Run script in multiple machines in parallel - bash

I am interested to know the best way to start a script in the background in multiple machines as fast as possible. Currently, I'm doing this
Run for each IP address
ssh user#ip -t "perl ~/setup.pl >& ~/log &" &
But this takes time as it individually tries to SSH into each one by one to start the setup.pl in the background in that machine. This takes time as I've got a large number of machines to start this script on.
I tried using GNU parallel, but couldn't get it to work properly:
seq COUNT | parallel -j 1 -u -S ip1,ip2,... perl ~/setup.pl >& ~/log
But it doesn't seem to work, I see the script started by GNU parallel in the target machine, but it's stagnant. I don't see anything in the log.
What am I doing wrong in using the GNU parallel?

GNU Parallel assumes per default that it does not matter which machine it runs a job on - which is normally true for computations. In your case it matters greatly: You want one job on each of the machine. Also GNU Parallel will give a number as argument to setup.pl, and you clearly do not want that.
Luckily GNU Parallel does support what you want using --nonall:
http://www.gnu.org/software/parallel/man.html#example__running_the_same_command_on_remote_computers
I encourage you to read and understand the rest of the examples, too.

I recommend that you use pdsh
It allows you to run the same command on multiple machines
Usage:
pdsh -w machine1,machine2,...,machineN <command>
It might not be included in your distribution of linux so get it through yum or apt

Try to wrap ssh user#ip -t "perl ~/setup.pl >& ~/log &" & in the shell script, and run for each ip address ./mysctipt.sh &

Related

Parallel execution of a command on few boxes over ssh (using bash)

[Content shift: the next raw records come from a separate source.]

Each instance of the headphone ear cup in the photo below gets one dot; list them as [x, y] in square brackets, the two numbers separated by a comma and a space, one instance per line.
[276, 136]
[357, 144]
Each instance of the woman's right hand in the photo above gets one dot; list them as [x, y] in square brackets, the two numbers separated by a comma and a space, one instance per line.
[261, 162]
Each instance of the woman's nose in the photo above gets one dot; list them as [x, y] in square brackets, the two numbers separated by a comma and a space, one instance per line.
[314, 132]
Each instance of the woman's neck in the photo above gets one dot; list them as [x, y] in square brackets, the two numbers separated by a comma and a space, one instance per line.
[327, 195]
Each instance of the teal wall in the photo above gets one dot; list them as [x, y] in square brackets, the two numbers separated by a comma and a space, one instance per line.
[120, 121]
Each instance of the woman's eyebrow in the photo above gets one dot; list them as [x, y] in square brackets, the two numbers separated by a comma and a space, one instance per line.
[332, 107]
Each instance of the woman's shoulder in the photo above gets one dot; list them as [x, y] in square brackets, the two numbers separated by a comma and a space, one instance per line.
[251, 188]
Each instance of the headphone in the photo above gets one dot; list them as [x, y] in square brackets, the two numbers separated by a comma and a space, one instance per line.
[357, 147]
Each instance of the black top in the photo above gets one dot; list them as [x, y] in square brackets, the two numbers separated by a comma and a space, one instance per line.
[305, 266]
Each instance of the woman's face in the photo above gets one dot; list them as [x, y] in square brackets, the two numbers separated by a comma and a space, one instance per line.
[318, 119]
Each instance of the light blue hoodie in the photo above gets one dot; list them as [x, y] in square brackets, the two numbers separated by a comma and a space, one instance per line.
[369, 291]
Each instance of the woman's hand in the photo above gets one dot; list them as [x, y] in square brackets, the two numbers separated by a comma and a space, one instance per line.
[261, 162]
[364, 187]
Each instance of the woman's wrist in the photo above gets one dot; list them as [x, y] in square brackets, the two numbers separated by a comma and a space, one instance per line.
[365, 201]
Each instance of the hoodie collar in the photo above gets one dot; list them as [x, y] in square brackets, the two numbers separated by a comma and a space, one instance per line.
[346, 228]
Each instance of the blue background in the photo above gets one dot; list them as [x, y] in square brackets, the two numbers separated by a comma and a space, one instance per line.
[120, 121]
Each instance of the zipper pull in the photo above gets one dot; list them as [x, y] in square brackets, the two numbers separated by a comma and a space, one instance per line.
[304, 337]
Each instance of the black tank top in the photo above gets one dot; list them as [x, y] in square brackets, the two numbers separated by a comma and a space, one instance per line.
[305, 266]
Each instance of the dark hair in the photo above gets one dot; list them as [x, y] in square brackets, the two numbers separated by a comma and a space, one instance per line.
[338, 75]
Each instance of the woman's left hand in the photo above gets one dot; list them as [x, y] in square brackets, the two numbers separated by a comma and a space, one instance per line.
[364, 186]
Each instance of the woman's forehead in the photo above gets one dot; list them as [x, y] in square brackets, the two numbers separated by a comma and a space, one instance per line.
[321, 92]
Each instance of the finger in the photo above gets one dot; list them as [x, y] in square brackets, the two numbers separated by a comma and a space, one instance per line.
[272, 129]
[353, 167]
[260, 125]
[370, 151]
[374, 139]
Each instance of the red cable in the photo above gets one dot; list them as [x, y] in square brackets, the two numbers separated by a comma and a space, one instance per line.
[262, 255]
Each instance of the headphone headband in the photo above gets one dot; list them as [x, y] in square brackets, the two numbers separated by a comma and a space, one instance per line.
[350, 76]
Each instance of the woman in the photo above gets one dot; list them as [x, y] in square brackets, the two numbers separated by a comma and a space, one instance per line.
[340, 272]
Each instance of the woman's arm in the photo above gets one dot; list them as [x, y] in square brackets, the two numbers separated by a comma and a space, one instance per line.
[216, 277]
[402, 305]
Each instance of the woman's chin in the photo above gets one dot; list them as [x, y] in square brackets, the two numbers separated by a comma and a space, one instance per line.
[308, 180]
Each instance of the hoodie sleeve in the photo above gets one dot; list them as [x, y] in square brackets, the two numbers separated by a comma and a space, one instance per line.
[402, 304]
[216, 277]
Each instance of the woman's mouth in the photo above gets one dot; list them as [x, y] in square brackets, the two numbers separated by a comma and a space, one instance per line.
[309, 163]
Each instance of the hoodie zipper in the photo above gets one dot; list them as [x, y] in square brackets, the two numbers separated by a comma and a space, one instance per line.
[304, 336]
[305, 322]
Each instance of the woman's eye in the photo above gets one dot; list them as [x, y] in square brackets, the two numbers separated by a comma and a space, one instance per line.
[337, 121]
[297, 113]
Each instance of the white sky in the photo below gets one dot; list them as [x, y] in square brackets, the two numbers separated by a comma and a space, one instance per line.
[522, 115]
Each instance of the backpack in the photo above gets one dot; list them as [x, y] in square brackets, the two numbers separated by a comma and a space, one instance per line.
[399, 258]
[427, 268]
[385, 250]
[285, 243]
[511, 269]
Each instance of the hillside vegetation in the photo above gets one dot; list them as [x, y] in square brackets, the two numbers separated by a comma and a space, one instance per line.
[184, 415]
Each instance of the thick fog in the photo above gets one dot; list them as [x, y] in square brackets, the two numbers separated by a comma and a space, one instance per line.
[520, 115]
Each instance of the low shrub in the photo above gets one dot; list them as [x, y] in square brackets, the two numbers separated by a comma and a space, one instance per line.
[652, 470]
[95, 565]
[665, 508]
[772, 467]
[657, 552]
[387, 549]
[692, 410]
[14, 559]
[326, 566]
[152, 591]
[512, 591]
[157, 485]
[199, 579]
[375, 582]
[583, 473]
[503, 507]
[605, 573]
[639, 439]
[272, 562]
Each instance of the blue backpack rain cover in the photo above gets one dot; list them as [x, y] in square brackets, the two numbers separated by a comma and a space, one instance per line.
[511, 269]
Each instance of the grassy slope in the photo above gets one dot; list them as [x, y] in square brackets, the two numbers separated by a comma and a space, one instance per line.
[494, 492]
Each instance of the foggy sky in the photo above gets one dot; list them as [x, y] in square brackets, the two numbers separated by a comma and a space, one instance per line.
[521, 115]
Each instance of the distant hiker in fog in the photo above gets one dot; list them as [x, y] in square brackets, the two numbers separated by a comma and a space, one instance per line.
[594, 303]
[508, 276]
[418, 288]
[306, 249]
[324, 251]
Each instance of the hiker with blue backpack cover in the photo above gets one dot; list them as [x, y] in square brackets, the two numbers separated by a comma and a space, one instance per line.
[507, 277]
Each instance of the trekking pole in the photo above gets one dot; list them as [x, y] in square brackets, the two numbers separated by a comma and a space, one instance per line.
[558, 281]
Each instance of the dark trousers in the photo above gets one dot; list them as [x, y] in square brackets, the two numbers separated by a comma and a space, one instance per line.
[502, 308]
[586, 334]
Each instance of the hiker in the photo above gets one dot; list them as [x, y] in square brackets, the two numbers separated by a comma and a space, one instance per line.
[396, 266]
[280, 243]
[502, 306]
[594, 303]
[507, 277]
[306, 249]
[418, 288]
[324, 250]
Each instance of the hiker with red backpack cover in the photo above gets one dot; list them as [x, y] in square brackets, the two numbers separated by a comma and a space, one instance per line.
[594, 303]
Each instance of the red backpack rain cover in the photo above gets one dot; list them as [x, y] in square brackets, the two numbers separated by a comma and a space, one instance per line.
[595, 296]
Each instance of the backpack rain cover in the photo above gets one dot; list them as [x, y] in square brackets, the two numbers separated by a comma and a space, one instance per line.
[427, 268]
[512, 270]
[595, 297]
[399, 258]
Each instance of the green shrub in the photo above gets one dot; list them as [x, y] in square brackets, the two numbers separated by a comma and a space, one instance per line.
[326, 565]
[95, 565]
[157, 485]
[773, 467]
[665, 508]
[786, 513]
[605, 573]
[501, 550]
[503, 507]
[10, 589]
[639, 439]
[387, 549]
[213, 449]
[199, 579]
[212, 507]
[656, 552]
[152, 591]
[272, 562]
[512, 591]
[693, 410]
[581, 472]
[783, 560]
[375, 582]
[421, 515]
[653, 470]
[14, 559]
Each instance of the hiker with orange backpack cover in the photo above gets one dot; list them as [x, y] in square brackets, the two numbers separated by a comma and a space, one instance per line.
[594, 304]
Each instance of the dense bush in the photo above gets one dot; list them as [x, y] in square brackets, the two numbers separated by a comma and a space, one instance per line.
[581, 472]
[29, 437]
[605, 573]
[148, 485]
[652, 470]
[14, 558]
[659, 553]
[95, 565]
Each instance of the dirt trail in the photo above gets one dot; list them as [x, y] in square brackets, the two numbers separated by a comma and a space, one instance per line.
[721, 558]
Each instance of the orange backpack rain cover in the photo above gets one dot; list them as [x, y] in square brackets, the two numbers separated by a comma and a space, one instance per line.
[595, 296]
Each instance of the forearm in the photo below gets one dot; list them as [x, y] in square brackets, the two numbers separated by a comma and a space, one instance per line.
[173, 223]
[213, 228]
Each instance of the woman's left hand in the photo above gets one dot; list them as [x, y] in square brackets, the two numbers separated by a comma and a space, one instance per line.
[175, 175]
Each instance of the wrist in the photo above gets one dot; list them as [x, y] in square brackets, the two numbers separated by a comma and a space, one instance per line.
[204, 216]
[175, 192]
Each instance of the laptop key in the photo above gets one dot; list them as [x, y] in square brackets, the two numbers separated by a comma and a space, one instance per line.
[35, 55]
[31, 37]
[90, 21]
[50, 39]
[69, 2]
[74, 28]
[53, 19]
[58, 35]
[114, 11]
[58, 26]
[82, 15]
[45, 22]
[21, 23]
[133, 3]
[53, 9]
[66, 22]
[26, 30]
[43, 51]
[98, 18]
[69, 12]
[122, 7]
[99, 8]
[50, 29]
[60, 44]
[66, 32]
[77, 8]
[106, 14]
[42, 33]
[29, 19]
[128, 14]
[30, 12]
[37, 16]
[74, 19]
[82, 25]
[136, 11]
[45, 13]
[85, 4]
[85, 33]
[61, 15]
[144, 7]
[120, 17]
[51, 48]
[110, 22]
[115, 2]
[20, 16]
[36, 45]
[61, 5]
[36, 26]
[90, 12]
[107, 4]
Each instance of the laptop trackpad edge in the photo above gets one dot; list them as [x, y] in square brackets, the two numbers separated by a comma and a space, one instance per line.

What would be the cleanest way to execute same command remotely on several boxes with joint output to console?
For instance, I would like to tail logs from several boxes all together in my console as one output.
Definitely GNU parallel is a nice tool for parallelizing things in the shell. It also has reasonable remote execution capabilities.
It can be as easy as
parallel -S $SERVER1 -S $SERVER2 echo ::: running on more hosts

Running bash scripts in parallel

I would like to run commands in parallel. So that if one fails, the whole job exists as failure. How can I do that? More specifically, I would like to run aws sync commands in parallel. I have 5 aws sync commands that run sequentially. I would like them to run in parallel so that if one fails, the whole job fails. How can I do that?
GNU Parallel is a really handy and powerful tool that works with anything bash
http://www.gnu.org/software/parallel/
https://www.youtube.com/watch?v=OpaiGYxkSuQ
# run lines from a file, 8 at a time
cat commands.txt | parallel --eta -j 8 "{}"

Perform a command on cluster computers

I'd like to perform some bash command on set of computers of yarn cluster. For example, print last line of each logs:
tail -n 1 `ls /data/pagerank/Logs/*`
There are too many computers in cluster subset to manually enter to each computer and perform the command. Is there a way to automate the procedure?
I think you could use the Parallel SSH tool. You can find more at
https://code.google.com/p/parallel-ssh/
A basic tutorial how to use it can be found at
http://noone.org/blog/English/Computer/Debian/CoolTools/SSH/parallel-ssh.html

shell script to loop and start processes in parallel?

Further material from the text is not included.